ECLI:NL:RBROT:2006:AY7871
Rechtbank Rotterdam
- Eerste aanleg - meervoudig
- G.J. Heevel
- A. van Zelm van Eldik
- M. van de Laarschot
- Rechtspraak.nl
Bekendheidscriterium en wetenschap van de curator in faillissement van Groot Hoefijzer
In deze zaak, uitgesproken op 30 augustus 2006 door de Rechtbank Rotterdam, staat de vordering van de naamloze vennootschap Groot Hoefijzer centraal, die zich richt tegen Fortis Bank (Nederland) N.V. De kern van het geschil betreft de vraag of de Bank onterecht een bedrag van NLG 953.480,98 heeft ontvangen uit de verkoop van onroerend goed, terwijl Groot Hoefijzer stelt dat dit bedrag nog aan haar toekomt. De rechtbank heeft vastgesteld dat de Bank rechtsopvolgster is van eerdere banken en dat Groot Hoefijzer in de jaren '80 een krediet bij de Bank had. Na het faillissement van Groot Hoefijzer in 1985 heeft de curator betalingen verricht aan de Bank, maar de vraag is of deze betalingen volledig waren en of de Bank meer heeft ontvangen dan waar zij recht op had.

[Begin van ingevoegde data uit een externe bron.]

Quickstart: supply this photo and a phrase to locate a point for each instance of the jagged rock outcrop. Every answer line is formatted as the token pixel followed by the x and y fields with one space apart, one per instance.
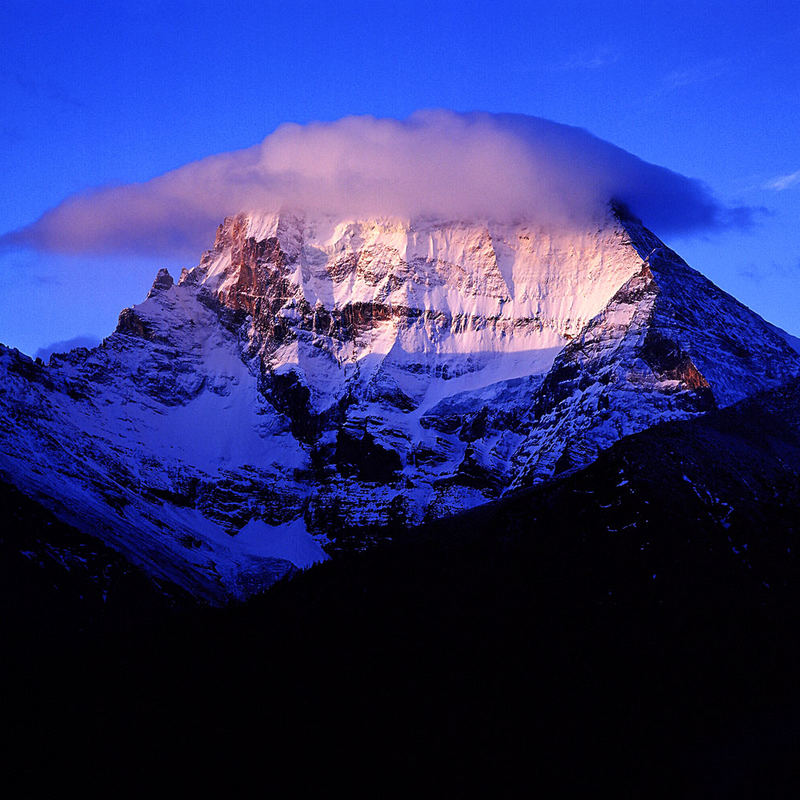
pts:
pixel 314 377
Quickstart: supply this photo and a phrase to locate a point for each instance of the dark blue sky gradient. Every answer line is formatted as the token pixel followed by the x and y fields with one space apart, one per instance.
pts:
pixel 96 94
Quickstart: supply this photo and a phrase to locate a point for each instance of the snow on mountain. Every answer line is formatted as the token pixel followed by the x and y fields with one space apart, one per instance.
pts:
pixel 314 378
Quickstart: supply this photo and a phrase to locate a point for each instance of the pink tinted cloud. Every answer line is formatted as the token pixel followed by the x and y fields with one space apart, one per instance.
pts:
pixel 439 163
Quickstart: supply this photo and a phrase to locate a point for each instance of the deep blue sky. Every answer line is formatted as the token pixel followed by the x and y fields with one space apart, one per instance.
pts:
pixel 96 93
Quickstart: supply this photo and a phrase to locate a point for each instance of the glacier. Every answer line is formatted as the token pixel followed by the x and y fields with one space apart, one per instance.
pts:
pixel 316 381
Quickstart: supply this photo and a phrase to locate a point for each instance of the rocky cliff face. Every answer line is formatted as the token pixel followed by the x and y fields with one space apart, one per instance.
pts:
pixel 313 381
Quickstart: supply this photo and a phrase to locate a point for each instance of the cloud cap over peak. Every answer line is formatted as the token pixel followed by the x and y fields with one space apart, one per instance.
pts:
pixel 440 163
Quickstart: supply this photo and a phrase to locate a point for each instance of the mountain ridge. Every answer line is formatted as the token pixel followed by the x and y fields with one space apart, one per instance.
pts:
pixel 311 378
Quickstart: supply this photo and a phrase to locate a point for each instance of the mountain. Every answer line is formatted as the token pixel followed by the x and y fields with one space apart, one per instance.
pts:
pixel 317 384
pixel 631 625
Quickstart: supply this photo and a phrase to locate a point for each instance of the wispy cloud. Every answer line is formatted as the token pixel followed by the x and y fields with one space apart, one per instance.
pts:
pixel 478 165
pixel 783 181
pixel 47 89
pixel 697 73
pixel 589 60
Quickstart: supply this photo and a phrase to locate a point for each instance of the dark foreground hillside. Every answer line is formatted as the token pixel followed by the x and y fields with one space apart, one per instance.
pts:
pixel 632 627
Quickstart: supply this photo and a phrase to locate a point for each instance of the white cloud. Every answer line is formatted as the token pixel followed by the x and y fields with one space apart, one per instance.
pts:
pixel 783 181
pixel 433 163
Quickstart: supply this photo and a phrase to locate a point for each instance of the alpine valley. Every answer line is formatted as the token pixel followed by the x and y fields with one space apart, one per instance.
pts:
pixel 315 385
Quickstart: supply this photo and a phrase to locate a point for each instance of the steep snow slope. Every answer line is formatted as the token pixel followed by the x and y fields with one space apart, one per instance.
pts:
pixel 312 376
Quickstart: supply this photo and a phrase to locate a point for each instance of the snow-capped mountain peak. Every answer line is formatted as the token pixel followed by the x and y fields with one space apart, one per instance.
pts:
pixel 315 378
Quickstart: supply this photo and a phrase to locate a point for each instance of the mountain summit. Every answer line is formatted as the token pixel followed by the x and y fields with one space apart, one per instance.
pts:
pixel 315 381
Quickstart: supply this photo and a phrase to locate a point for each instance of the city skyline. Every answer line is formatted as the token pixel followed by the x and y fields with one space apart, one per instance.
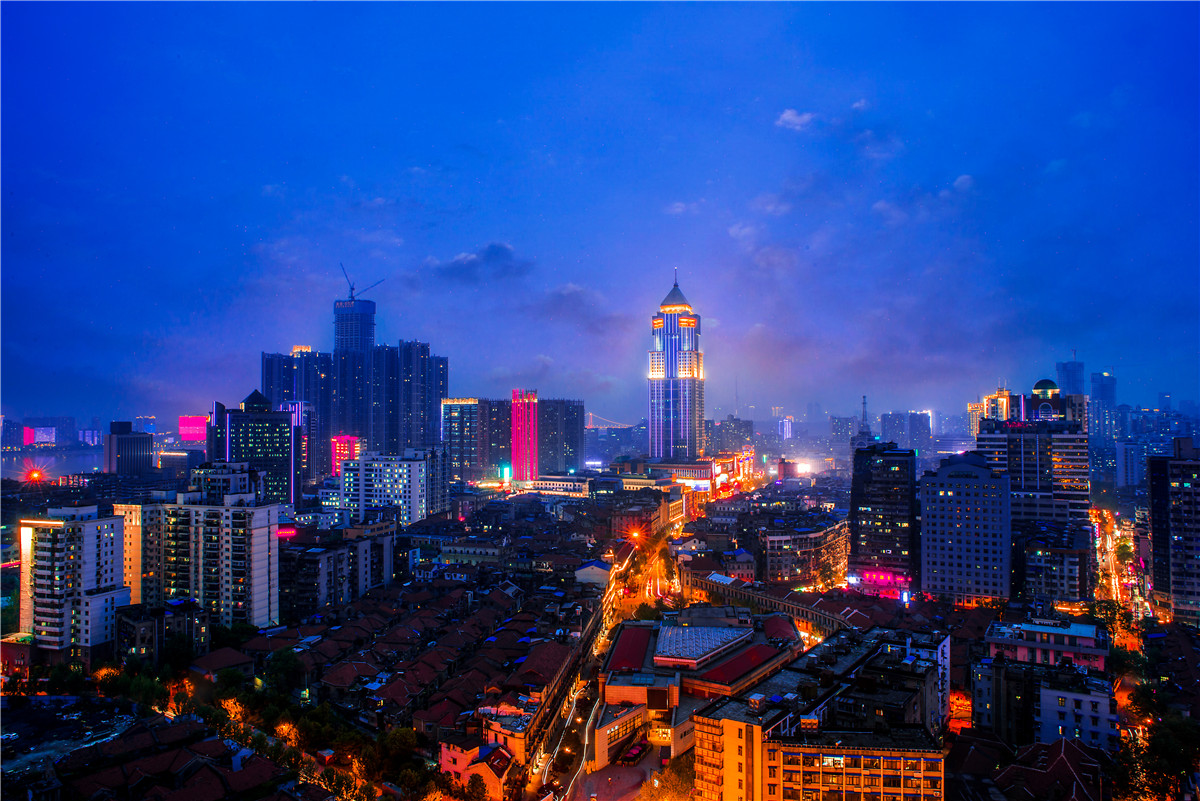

De rechtbank heeft de feiten en omstandigheden rondom de betalingen en de kennis van de curator en Groot Hoefijzer onderzocht. Het blijkt dat de curator en Groot Hoefijzer niet op de hoogte waren van alle betalingen die de Bank ontving, wat leidt tot de vraag of de vordering van Groot Hoefijzer is verjaard. De rechtbank concludeert dat de vordering niet is verjaard, omdat Groot Hoefijzer pas in 1998 bekend werd met de vordering. De rechtbank laat de Bank toe tot het tegenbewijs dat zij in de periode tussen 1985 en 1989 meer heeft ontvangen dan de eerder genoemde bedragen. De uitspraak benadrukt het belang van de wetenschap van de curator en de gefailleerde in faillissementszaken, en hoe deze kennis van invloed is op de verjaring van vorderingen.
De rechtbank heeft de Bank in de gelegenheid gesteld om bewijs te leveren van haar stellingen en heeft de procedure voortgezet. Dit vonnis is van belang voor de rechtsverhouding tussen schuldeisers en gefailleerden, en hoe kennis en wetenschap van partijen de uitkomst van faillissementsprocedures kan beïnvloeden.